No ano de 2018, a na época estudante de direito fez uma contribuição para um livro comemorativo sobre os 30 anos da Constituição Federal e escreveu sobre a jornada de trabalho excessiva de motoristas profissionais.
Em 2020, ela produziu um artigo sobre o “retrato do mundo do trabalho na pandemia em cinco paradoxos”.
Além de Marco Aurélio, Ana Luísa Rocha também estagiou no escritório Sérgio Bermudes, em Brasília, que é considerado um dos maiores do país, entre 2016 e 2017.
O advogado Áureo Tupinambá de Oliveira Fausto Filho, 37, que defende André do Rap, disse à Folha que a conheceu através de outro advogado, de Santos (SP) e negou que tenha feito a escolha por ela ter como sócio um ex-assessor do ministro Marco Aurélio.
“O escritório dela é de Brasília, mais próximo, se fosse necessário qualquer despacho, entendeu? Nós estamos muito distantes [na Baixa Santista]”, disse.
O advogado criminalista Roberto Delmanto, que também defendeu André do Rap em outro pedido de habeas corpus, informou que “nunca soube do nome” da advogada e que não teve conhecimento do HC movido por ela, “salvo pela imprensa”.
Ele também confirmou que não conhecia Eduardo Ubaldo Barbosa, sócio da advogada. “Nunca tinha ouvido falar, desconheço completamente”, disse.
O advogado declarou que apenas moveu um habeas corpus em favor do traficante e largou o caso por “foro íntimo”. “Tive vitória em um habeas corpus anterior, mas ele não resultou na soltura do paciente, pois havia outro mandado de prisão”, disse.
Já a ex-estagiária de Marco Aurélio, usou como base em seu pedido a regra recentemente incluída no Código de Processo Penal (CPP), no artigo 316, que estabelece que as prisões preventivas devem ser revisadas a cada 90 dias, sob pena de tornar a prisão ilegal.
“Eis que o paciente está submetido a prisão manifestamente ilegal, uma vez descumprida a imposição legal que determina a revisão, de ofício, dos fundamentos da custódia a cada 90 dias, art. 316, parágrafo único, do CPP”, escreveu.
A decisão provisória acatada pelo ministro do Supremo foi reformada por Fux. No julgamento colegiado, o presidente do STF disse que o traficante “debochou da Justiça” ao fugir logo após ser liberado.
Às autoridades o chefe do PCC informou um endereço em Guarujá, no litoral paulista, mas, segundo o governo paulista, ele seguiu para Maringá (PR). A polícia apura para onde ele fugiu.
Marco Aurélio tem justificado sua decisão afirmando que “não olha a capa do processo” e julga de acordo com o mérito, independentemente de quem for o apelante.
O QUE DIZ A EX-ESTAGIÁRIA DE MARCO AURÉLIO
Procurada por telefone e mensagens de WhatsApp pela Folha, a advogada não respondeu até à publicação da matéria.
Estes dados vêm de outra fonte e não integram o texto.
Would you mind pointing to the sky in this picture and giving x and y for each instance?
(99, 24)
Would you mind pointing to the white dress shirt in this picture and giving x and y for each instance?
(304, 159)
Seu sócio também não retornou o contato.
Fontes próximas de Ana Luísa Gonçalves Rocha afirmaram que a ex-estagiária está assustada com a repercussão do caso e apagou suas contas nas redes sociais.
O QUE DIZ O MINISTRO MARCO AURÉLIO
Já Marco Aurélio disse que “cansou da imprensa” e desligou o telefone quando questionado sobre o fato de a advogada ter estagiado em seu gabinete. “Não falo mais, tá ok? Cansei de vocês incendiarem”, disse.
O QUE DIZ O SUPREMO
Procurada desde sexta-feira (16), a assessoria de imprensa do STF não respondeu sobre o caso.